Simulating medical applications of tissue optical property and shape imaging using open-source ray tracing software

Abstract

Oesophageal cancer and colon cancer have five year survival rates of 15% and 63% respectively. These low survival rates are due in part to poor early detection during endoscopic screening, with conventional endoscopes providing insufficient information about tissue properties to spot a wide range of potential tumours. Improving early detection of gastrointestinal cancers would dramatically increase their five year survival rates. Spatial Frequency Domain Imaging (SFDI) is a low-cost imaging technique that can measure absorption, scattering and shape as potential indicators of cancer. Specific absorption and scattering properties are known to be linked to malignancy in the oesophagus, and shape is an important indicator in colon cancer.
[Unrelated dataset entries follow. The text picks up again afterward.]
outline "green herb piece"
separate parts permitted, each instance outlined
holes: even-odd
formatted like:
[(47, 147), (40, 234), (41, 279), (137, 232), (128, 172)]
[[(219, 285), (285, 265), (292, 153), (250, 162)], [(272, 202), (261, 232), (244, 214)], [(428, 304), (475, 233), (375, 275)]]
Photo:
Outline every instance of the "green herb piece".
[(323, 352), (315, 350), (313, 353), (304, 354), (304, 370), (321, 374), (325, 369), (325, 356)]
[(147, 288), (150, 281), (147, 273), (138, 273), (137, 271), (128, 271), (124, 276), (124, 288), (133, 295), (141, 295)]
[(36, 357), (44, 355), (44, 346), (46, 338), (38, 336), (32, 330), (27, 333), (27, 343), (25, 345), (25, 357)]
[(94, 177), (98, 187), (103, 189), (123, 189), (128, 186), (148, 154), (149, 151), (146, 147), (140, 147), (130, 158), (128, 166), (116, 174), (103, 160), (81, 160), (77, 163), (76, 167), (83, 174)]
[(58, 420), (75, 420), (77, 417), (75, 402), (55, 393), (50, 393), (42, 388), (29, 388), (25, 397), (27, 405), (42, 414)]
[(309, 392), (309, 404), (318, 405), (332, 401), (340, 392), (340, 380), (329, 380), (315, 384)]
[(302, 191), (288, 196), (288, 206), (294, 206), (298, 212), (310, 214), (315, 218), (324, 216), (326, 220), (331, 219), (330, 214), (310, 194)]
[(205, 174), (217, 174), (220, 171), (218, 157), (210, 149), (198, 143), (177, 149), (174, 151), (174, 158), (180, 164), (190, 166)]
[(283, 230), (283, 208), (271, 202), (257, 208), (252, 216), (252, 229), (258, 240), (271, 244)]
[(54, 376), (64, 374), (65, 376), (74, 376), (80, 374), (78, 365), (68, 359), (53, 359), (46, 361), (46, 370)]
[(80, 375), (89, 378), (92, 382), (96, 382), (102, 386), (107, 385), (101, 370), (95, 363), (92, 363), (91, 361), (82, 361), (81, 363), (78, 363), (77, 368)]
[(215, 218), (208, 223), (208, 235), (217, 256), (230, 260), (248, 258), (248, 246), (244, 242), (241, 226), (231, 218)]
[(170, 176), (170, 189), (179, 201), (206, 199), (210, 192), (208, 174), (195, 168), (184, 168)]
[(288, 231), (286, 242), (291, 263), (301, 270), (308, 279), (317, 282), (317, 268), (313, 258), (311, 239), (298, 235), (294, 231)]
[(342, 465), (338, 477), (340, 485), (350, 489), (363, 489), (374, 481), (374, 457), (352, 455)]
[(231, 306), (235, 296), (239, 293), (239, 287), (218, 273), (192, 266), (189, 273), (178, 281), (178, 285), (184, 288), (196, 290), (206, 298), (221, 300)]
Though a range of research and commercial SFDI systems have been developed, adapting these for in vivo clinical application is challenging due to constraints imposed by miniaturisation, sample geometry and illumination conditions. To facilitate design of novel SFDI systems under such constraints, we have developed a model of an SFDI imaging system built on the open-source 3D modelling software Blender. Using Blender’s Cycles ray-tracing engine, we are able to simulate a range of different scattering and absorption coefficients for a number of different imaging configurations, sample geometries and illumination patterns. Using established processing algorithms, we show we can recover maps of absorption, scattering and shape in a range of simulated ex vivo and in vivo imaging geometries with relevance to clinical detection of tumours. Our system enables accessible exploration of different optical configurations and realistic illumination conditions that will inform future design of compact, low-cost instruments.